IMPACT STATEMENT

Removal of Ballville Dam gets approval

Sediment still seen as problem

10/29/2016
BY NOLAN ROSENKRANS 
BLADE STAFF WRITER

FREMONT — The Ballville Dam removal project potentially cleared one regulatory hurdle Friday, but disagreements on how harmful its removal could be to Lake Erie remain.

A U.S. Fish & Wildlife Service supplemental Environmental Impact Statement reiterated an initial evaluation, released in 2014, that the dam’s demolition would not cause significant hardships to the Sandusky River or Lake Erie by the release of sediments. The removal of the dam would also be the most cost effective and would reopen fish habitat in the river.

The report is now in a 31-day public comment phase, and could go next to the U.S. Army Corps of Engineers for consideration of a permit for the project. But officials from the Sierra Club, whose federal lawsuit concerning the release of sediment prompted the supplemental report, said the new impact statement proves removal of the dam without removal of the sediment would have adverse impacts to the river and lake.
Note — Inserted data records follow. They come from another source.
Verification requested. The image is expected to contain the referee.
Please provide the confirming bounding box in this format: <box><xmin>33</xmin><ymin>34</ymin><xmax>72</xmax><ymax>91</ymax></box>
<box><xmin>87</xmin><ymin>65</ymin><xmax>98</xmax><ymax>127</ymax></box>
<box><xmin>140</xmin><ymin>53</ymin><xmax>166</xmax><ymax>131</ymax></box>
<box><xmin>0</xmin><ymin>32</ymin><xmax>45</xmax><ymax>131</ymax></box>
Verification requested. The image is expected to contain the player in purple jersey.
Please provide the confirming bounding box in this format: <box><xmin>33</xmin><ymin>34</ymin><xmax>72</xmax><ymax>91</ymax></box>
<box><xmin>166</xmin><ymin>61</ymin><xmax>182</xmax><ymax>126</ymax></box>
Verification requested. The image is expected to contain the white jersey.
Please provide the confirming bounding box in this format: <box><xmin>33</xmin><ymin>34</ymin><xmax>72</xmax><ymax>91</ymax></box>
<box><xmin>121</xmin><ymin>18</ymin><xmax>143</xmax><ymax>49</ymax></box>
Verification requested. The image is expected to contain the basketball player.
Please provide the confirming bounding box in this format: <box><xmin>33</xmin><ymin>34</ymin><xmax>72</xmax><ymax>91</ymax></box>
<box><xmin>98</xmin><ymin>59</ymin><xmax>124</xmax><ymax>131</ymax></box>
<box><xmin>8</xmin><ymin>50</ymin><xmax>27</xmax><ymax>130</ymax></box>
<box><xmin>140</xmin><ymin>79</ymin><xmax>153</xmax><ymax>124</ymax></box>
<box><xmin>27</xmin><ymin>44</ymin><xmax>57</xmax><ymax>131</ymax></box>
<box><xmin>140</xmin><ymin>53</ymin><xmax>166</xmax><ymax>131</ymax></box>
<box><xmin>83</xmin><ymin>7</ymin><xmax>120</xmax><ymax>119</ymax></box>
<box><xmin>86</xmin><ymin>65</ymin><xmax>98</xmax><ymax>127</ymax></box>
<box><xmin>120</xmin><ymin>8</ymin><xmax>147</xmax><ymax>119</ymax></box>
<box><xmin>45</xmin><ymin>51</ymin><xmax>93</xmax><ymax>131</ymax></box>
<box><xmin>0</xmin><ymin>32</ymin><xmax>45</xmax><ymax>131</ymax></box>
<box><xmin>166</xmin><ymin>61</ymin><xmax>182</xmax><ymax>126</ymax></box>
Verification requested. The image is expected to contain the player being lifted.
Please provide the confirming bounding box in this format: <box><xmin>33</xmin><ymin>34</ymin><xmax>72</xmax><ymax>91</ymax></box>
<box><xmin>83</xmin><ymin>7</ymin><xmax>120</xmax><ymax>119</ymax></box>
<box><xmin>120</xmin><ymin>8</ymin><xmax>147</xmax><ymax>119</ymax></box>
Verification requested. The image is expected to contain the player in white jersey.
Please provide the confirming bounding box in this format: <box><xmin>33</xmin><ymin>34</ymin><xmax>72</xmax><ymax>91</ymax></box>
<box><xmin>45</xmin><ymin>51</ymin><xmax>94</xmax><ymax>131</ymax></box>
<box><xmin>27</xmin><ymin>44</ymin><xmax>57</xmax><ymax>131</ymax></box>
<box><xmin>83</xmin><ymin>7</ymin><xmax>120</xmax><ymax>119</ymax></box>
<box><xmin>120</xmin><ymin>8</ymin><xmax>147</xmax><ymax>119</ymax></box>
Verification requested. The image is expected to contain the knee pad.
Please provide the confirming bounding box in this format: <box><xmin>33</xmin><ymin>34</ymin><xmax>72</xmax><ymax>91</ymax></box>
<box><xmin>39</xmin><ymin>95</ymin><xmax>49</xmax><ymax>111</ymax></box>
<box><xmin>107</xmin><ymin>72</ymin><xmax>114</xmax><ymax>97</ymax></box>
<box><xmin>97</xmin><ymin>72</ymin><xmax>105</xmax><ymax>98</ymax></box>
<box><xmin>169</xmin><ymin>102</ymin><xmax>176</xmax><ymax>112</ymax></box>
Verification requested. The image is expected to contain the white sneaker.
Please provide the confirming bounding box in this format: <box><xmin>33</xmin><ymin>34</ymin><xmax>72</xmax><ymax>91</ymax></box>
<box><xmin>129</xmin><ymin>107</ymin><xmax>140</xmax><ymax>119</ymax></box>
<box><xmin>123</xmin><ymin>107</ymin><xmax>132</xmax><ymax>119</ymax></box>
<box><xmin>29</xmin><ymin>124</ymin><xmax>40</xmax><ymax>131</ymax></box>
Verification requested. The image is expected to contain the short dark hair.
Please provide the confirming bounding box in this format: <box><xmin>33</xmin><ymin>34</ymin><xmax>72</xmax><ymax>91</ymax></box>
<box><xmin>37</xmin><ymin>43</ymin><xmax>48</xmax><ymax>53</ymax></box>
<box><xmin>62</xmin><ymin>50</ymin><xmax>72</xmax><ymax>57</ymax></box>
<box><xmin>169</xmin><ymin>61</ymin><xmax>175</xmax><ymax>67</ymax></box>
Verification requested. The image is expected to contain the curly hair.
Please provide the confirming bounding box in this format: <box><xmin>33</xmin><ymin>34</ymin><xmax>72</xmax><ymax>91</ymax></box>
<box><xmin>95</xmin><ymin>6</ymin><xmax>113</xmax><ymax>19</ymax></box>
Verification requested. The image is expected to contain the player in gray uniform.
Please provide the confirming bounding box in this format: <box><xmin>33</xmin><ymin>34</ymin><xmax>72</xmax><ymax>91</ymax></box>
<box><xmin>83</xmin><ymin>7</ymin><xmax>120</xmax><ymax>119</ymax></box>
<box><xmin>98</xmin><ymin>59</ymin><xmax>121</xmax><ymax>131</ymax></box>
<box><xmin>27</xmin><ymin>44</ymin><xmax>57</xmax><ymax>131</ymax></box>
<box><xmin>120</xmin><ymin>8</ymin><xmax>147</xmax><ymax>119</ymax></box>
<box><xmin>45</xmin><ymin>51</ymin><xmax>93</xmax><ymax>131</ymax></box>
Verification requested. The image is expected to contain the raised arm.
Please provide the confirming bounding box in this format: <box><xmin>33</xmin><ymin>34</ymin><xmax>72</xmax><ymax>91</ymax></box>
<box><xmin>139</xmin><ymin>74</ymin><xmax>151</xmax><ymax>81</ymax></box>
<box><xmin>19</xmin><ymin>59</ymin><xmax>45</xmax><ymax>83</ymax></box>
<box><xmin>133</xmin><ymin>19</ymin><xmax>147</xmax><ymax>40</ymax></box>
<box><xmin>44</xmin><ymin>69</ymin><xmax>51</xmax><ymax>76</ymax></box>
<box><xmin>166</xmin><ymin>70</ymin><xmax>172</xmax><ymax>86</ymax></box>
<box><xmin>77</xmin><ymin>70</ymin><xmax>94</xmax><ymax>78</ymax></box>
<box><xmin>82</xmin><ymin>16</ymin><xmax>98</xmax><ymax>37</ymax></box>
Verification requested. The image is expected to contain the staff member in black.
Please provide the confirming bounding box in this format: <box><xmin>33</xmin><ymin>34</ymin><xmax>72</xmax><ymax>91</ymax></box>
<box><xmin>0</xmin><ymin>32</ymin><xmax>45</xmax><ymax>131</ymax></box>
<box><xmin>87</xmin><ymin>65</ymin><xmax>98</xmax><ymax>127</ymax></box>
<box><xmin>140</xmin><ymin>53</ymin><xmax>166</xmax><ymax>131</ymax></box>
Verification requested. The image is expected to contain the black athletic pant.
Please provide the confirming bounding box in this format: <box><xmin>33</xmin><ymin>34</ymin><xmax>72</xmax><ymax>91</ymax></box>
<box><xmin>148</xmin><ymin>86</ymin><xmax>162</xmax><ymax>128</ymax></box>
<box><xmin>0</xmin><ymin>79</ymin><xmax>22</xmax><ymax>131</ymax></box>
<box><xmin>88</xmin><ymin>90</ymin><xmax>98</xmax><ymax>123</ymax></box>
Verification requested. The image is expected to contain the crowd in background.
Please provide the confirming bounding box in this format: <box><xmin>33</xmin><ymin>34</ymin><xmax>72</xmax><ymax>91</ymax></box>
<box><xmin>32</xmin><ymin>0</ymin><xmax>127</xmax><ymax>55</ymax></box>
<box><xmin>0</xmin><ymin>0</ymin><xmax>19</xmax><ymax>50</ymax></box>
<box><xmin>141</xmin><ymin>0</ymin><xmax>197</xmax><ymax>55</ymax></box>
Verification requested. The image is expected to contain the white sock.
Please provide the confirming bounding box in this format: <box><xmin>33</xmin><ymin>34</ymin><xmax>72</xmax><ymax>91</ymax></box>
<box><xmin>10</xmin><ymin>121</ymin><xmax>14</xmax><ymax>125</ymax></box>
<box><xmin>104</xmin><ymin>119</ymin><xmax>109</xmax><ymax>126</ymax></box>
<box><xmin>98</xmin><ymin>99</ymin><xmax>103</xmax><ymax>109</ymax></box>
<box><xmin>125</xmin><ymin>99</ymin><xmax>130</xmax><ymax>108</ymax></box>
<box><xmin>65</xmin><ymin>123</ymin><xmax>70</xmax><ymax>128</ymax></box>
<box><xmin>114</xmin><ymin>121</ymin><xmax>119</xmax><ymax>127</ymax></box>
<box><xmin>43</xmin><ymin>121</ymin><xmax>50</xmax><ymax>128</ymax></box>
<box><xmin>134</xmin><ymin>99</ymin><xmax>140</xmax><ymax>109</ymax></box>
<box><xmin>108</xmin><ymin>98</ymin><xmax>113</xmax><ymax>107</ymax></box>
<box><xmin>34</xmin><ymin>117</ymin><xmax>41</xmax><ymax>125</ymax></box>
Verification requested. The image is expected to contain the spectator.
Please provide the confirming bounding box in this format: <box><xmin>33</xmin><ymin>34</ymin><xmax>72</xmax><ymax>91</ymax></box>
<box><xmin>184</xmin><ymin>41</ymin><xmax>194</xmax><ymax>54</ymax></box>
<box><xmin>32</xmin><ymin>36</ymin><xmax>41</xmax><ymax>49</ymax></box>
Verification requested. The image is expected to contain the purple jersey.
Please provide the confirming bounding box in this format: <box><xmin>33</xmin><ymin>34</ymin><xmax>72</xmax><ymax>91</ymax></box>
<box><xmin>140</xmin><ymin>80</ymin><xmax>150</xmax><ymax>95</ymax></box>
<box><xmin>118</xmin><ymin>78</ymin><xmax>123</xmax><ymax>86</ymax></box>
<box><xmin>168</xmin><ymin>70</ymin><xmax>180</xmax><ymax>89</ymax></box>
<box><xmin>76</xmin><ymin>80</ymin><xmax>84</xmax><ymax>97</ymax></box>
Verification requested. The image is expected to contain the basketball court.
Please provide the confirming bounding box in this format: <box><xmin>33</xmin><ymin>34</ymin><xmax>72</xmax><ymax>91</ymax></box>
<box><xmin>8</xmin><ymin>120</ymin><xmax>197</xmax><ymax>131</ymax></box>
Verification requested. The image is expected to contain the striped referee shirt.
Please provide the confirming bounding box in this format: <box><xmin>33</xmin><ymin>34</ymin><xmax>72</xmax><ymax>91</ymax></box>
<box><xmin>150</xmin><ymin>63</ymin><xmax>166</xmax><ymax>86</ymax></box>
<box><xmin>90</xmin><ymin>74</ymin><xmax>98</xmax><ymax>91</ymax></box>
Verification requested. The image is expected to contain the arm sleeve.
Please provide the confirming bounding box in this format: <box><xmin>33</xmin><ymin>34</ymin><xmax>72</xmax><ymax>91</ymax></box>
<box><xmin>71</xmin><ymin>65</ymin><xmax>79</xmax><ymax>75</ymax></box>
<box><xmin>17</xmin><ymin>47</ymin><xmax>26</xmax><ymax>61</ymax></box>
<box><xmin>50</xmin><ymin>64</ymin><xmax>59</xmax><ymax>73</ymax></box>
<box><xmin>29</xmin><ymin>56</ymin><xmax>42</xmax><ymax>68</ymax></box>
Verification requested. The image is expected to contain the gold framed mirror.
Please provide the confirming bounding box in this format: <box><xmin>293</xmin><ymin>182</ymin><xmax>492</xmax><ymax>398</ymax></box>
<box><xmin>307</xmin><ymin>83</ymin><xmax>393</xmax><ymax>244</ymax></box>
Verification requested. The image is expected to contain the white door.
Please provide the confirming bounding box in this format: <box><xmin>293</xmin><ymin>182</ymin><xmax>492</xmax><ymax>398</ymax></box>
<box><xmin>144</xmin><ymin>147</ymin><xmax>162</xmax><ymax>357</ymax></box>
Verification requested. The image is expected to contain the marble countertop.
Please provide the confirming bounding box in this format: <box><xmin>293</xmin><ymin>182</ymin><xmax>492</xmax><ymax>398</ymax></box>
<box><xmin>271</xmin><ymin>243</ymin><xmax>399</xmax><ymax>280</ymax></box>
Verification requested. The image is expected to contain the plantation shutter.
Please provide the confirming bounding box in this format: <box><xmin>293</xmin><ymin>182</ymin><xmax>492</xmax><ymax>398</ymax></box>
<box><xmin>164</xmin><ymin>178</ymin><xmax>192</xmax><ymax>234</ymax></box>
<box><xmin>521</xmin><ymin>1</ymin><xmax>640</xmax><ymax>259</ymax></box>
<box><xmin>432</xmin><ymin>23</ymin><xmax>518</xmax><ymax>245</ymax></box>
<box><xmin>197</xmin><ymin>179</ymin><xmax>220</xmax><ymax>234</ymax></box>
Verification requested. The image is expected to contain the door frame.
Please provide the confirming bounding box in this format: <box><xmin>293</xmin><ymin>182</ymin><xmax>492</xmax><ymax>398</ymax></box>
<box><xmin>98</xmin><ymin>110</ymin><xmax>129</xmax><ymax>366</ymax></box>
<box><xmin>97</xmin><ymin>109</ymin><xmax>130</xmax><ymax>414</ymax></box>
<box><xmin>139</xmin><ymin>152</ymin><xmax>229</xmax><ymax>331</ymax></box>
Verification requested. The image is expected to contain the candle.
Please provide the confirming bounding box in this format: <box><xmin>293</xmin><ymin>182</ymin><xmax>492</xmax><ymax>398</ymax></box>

The Sierra Club supports removal of the dam, but it wants sediment removed first.

“Essentially, this document proves that we were right in filing our [National Environmental Policy Act] suit,” said Jen Miller, director of the Sierra Club’s Ohio chapter.

The club stayed that suit in October, 2015, pending the supplemental report. Ms. Miller said the club is still reviewing the report and considering its legal options, but that, if nothing else, the new study provides more transparency for residents of northwest Ohio.

The core of the dispute is how sediment, collected upstream of the dam in the 100 years since it was built, would affect the river and lake. New samples taken of the sediment show that there are not significant contaminants in the sediment that would harm the environment.

“This is because the levels of contaminants are either below levels that would be expected to result in adverse effects, or because the levels of contaminants in the sediments in the impoundment are not significantly different than the levels of contaminants in the sediments below the dam,” the report states.

Fish and Wildlife also had experts at several Ohio universities review the plan, and the report states they concluded the release of sediment would not affect the size of cyanobacterial blooms in the lake. Cyanobacteria produce the toxin microcystin, the algal toxin behind the 2014 Toledo water crisis.

But Ms. Miller pointed to comments by Ohio State University researcher Justin Chaffin, who said in the report that removal of the dam would increase the hypoxic area — areas with low oxygen levels within which most fish can’t survive — in the lake by 200 square kilometers.

“Two hundred square kilometers of dead zone is significant,” she said.

The researchers in the report, however, note that the current hypoxic area is about 7,000 square kilometers, and Mr. Chaffin himself notes that the amount of phosphorus that is behind the dam is much smaller than what is annually released by the Sandusky River into Lake Erie.

“Perspective is needed here,” he wrote.

Doug Kane, a biology professor at Defiance College, said the Central Basin of Lake Erie would go hypoxic or anoxic — water lacking oxygen — whether the dam is removed or not.

“In my expert opinion, the ecological benefits ... VASTLY outweigh any negative impacts with respect to [cyanobacterial harmful algal blooms] and hypoxia/ anoxia, which would likely be temporary and localized at worst and possibly not even noticeable,” he wrote.

Jessica Hogrefe of the Fish and Wildlife Service said the report analysis shows that removal of the dam would not increase the potential for algal blooms, and is the right thing for the river.

“We stand by the analysis and the conclusion in the document,” she said.

Another dispute is over cost of sediment removal. The Sierra Club wants the City of Fremont to remove the sediment and then sell it, as it could be used by farmers and gardeners. Ms. Miller said the initial study pegged removal costs at about $100 million, but the supplemental report shows costs to be about $11 million.

Brian Elkington of the Fish and Wildlife Service said the Sierra Club is using the high end of initial estimates. And $11 million is still a lot of money, Ms. Hogrefe said.

“When viewed in light of the expected limited long-term risk of impacts downstream, it was determined that excavation along with beneficial reuse of the impounded sediment was neither necessary nor economically feasible,” the report states.

Initial work related to the dam removal is already under way, as crews began work earlier this fall constructing an ice control structure to reduce ice flows and jams in the Sandusky River in downtown Fremont when the dam is removed.